China has the highest burden of diabetes-related chronic kidney disease worldwide and is one of the major health concerns in the country. China is among the major markets for Bayer to achieve its plan to successfully drive €1 billion-plus drug revenue from Kerendia. It is estimated that nearly 140 million people live with diabetes in China, plus a further 73 million undiagnosed cases. The launch of the therapy is expected to significantly improve the country’s chronic kidney disease treatment scenario.

FDA Puts Clinical Hold on Sanofi’s BTK Drug Tolebrutinib

The US FDA recently put a partial clinical hold on Phase 3 clinical trial studies of tolebrutinib for multiple sclerosis treatment and myasthenia gravis treatment. The drug was under clinical investigation by drug giant Sanofi where a limited number of drug-induced liver injury cases have been identified with tolebrutinib exposure in Phase 3 studies. The US drug regulatory paused this clinical trail leading to the participants who underwent the trial for less than 60 days shall suspend the usage of study drug. But more importantly, the participants who were taking the drug for more than 60 days should continue using the treatment.

The maximum number of patients impacted were determined to have concurrent complications known historically to predispose to drug-induced liver injury. Importantly, the elevations of laboratory values used for monitoring liver injury were considered to be reversible after drug discontinuation for all cases. After an earlier dialog with FDA about these cases, revision of study protocols was done in May 2022 to update the monitoring frequency, and also revision of enrollment criteria was done to exclude preexisting risk factors for hepatic dysfunction.

Enrollment in the clinical program continues with the revised study protocols and enhanced safety monitoring in countries outside of the U.S. Sanofi was working in proximity with the independent data monitoring committee members and investigators worldwide to evaluate the safety and effectiveness.

This clinical trial study for the multiple sclerosis treatment was initiated in the year 2019 and has been enrolling almost 2000 patients on tolebrutinib therapy with treatmentduration for almost 3 years. Sanofi is still thoughtful about the positive outcomes for the future of tolebrutinib as a highly capable oral treatment therapy for people living experiencing multiple sclerosis.

FDA Rejects Spero’s Tebipenem for Urinary Tract Infection

The US FDA gave a red flag to Spero Therapeutics application for complicated UTIs investigational treatment.
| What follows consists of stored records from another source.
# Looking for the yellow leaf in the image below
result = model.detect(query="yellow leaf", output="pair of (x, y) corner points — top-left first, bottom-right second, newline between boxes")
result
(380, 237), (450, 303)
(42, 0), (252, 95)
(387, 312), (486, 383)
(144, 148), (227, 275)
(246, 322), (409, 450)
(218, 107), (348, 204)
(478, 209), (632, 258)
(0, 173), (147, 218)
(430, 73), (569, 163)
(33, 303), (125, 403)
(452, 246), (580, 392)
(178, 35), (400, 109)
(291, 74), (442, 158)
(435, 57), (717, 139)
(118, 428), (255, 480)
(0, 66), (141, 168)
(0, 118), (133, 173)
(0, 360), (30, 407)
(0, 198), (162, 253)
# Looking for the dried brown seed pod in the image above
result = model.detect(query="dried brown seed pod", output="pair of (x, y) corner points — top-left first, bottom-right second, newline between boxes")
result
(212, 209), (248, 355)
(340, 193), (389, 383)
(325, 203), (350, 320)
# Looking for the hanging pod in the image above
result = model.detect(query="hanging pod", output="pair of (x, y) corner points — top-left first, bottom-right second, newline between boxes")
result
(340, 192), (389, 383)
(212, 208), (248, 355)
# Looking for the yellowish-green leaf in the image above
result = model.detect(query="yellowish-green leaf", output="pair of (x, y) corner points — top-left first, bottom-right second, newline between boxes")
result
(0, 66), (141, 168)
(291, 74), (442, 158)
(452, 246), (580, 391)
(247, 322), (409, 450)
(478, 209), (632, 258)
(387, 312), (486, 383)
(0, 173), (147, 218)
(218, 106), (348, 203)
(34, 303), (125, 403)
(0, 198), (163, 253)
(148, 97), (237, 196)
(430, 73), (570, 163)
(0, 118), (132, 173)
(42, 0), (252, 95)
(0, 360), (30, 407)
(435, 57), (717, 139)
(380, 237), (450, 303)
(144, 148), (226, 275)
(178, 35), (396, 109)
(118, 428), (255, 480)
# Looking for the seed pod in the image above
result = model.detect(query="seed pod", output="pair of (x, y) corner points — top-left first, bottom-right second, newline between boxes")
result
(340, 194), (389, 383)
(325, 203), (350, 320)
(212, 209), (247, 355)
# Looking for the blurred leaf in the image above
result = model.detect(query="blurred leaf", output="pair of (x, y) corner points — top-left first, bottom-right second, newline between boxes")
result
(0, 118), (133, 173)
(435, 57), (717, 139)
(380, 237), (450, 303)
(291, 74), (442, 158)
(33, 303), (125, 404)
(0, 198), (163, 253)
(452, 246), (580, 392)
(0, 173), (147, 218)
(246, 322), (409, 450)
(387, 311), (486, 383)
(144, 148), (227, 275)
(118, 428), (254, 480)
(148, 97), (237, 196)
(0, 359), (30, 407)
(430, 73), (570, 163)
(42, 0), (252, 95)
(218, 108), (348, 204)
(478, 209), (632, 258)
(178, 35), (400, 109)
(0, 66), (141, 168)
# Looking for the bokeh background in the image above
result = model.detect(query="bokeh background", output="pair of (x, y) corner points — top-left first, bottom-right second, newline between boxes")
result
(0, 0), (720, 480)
Spero Therapeutics stated that it received a complete response letter from the drug regulatory indicating that the administration will not approve the oral administration of tebipenem pivoxil hydrobromide (tebipenem HBr) as the company’s Phase 3 study results evaluating the drug “was insufficient to support approval” for complicated urinary tract infections (cUTIs) and also suggested that additional clinical trail information will be required.

“We continue to believe that tebipenem HBr offers patients and their providers an important new treatment option, that if approved, has the potential to address the critical unmet need for a new oral antibiotic for patients with cUTI,” Ankit Mahadevia, MD, chief executive officer of Spero Therapeutics, said in the release. Mahadevia also said that Spero is “disappointed with the FDA’s decision” but will continue to move forward to address the FDA’s concerns and outline “a clear path forward for tebipenem HBr.” The release also states that Spero will “promptly request a Type A meeting with the FDA to gain further insights as to the pathway forward towards a potential regulatory approval for tebipenem HBr.”
Mahadevia also stated the company’s commitment in developing medications for unmet needs, such as cUTI and other diseases as well. He said tebipenem HBr remains an important part of Spero’s pipeline, along with SPR720 and SPR206, which are being developed for a rare, orphan pulmonary disease and multidrug-resistant Gram-negative infections in the hospital setting.